California’s groundwater resources are in jeopardy. They have been steadily declining throughout much of the state for many years, with current declines at rates never seen before. Along the Central Coast, where I live, groundwater makes up over 80 percent of the water supply. As a result of extraction in excess of replenishment, we are experiencing increased saltwater intrusion into the groundwater and general declines in water quality throughout the area. If this trend is not halted, we simply will not be able to provide the healthy food, jobs and economic vitality that go with a sound agricultural infrastructure.
If we are to protect California’s agricultural capacity, we must do a better job of protecting our groundwater. The solution needs to start at the local level. Four years ago, before the current drought started, our community in the Pajaro Valley around Watsonville was concerned about declining groundwater levels and saltwater intrusion. Local landowners and growers, the Resource Conservation District of Santa Cruz County and other groups joined together to launch a forward-thinking and action-oriented public/private partnership called the Community Water Dialogue.
Our mission was to solve the valley’s water problems. Our goals from the beginning included protecting the valley’s agricultural capacity, deploying diverse strategies that would require costs and sacrifices by all to restore the aquifer, and recognizing that we needed to solve our problems on our own and could not rely on outside fixes. We deployed a number of water-saving strategies that have made a difference. We have a long way to go to a sustainable valley, but pumping in 2013 was more or less the same as the amount pumped in 2008, despite a series of very dry seasons. Our efforts have not been easy, and not without long and passionate debate about the right approach. There will undoubtedly be decisions in the future that will be difficult and often painful.
I strongly support managing our precious groundwater resource through a combination of local management operating within the context of statewide objectives and support. We must recognize that significant change in the way we utilize our groundwater is needed. When half-measures and partial fixes were adopted in the past, they have not worked. It is time that California adopts a comprehensive, long-term plan that will protect this resource against overuse and future droughts. Local agencies need tools and the authority to effectively manage their groundwater.

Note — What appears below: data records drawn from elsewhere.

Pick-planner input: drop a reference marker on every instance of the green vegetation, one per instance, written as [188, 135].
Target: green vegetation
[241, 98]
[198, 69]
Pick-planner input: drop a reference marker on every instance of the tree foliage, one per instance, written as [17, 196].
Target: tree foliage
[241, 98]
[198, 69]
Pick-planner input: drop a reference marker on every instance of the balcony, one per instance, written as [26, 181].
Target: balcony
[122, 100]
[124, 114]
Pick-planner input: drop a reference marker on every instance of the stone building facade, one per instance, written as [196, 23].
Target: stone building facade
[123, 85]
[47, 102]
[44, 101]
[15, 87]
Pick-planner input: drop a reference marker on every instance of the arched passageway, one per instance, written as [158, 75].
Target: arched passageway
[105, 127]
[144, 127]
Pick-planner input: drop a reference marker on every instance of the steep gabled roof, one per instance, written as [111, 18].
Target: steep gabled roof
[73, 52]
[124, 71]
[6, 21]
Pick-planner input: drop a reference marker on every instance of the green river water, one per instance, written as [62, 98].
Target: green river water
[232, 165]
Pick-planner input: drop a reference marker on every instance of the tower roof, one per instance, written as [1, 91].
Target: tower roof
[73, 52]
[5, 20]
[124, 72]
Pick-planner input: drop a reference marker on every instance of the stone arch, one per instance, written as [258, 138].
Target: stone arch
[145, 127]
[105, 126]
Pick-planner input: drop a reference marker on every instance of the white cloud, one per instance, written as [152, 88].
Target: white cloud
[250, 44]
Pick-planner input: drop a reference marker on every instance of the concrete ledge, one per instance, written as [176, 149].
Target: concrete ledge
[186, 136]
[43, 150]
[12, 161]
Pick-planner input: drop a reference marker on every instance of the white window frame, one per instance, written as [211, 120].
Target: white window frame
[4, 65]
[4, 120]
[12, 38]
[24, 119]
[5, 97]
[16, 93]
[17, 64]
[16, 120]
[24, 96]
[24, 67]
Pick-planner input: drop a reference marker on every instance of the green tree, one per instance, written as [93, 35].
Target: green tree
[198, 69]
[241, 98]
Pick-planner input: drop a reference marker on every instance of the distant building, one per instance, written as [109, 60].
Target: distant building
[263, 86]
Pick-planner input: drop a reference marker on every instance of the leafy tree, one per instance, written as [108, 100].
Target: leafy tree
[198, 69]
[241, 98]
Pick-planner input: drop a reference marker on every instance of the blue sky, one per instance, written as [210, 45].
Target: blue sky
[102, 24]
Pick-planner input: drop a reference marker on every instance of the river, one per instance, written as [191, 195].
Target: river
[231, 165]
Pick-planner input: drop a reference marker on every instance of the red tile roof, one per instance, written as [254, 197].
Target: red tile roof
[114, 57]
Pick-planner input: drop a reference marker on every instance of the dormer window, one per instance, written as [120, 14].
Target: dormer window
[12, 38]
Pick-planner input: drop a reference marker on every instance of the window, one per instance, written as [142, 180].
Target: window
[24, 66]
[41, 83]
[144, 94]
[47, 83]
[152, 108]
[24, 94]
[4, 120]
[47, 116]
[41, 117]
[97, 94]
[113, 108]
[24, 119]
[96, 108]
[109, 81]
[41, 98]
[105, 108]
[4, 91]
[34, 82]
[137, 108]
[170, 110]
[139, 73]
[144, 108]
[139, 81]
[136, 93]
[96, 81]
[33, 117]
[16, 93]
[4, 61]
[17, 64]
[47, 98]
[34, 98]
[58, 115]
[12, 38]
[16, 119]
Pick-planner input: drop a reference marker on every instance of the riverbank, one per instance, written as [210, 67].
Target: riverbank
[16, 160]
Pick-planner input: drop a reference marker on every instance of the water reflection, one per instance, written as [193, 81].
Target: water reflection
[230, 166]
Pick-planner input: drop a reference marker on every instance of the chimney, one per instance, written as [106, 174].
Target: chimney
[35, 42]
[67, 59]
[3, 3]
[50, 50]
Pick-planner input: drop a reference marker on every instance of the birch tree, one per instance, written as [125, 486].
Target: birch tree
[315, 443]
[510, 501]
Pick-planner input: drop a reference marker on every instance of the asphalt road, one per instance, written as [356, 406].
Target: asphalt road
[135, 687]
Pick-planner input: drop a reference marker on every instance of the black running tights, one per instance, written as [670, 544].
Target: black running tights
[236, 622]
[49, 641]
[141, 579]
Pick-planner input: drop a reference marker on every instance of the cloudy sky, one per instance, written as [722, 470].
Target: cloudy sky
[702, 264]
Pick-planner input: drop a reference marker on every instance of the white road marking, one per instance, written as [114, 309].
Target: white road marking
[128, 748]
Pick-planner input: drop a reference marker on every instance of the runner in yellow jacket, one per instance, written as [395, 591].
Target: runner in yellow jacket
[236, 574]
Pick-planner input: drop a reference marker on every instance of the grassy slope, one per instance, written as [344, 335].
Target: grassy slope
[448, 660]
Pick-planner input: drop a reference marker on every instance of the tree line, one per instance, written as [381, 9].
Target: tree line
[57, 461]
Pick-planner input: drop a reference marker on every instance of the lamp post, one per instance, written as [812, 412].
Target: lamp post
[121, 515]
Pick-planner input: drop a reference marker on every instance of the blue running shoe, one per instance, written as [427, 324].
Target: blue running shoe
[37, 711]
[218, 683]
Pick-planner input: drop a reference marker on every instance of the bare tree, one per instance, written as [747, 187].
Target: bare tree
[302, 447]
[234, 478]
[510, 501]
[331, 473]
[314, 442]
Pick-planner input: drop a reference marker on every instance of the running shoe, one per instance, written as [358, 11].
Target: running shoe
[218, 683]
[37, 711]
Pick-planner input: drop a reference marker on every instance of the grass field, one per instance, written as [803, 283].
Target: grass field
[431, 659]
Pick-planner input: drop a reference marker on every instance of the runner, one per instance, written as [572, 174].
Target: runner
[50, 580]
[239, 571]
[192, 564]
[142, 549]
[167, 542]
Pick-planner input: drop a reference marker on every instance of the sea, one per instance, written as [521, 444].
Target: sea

Those who want to maintain the status quo argue that sustainably managing our groundwater will reduce our agricultural economy and devalue land. I have absolutely no doubt that we will do far greater damage to our economy and our communities if we fail to act. The result of inaction will mean running out of groundwater, worsening subsidence, and increasing saltwater intrusion.
My family has farmed California’s incredibly rich Central Coast for nearly 150 years. Groundwater depletion threatens the future; however, our local efforts to address this issue give us a chance to save productive farmland and the communities that depend upon it. Similar situations exist throughout the state. It is critically important that the state create a structure in which these local efforts are supported and empowered with the clear objective of stabilizing our groundwater resource. We need action from our lawmakers — now more than ever.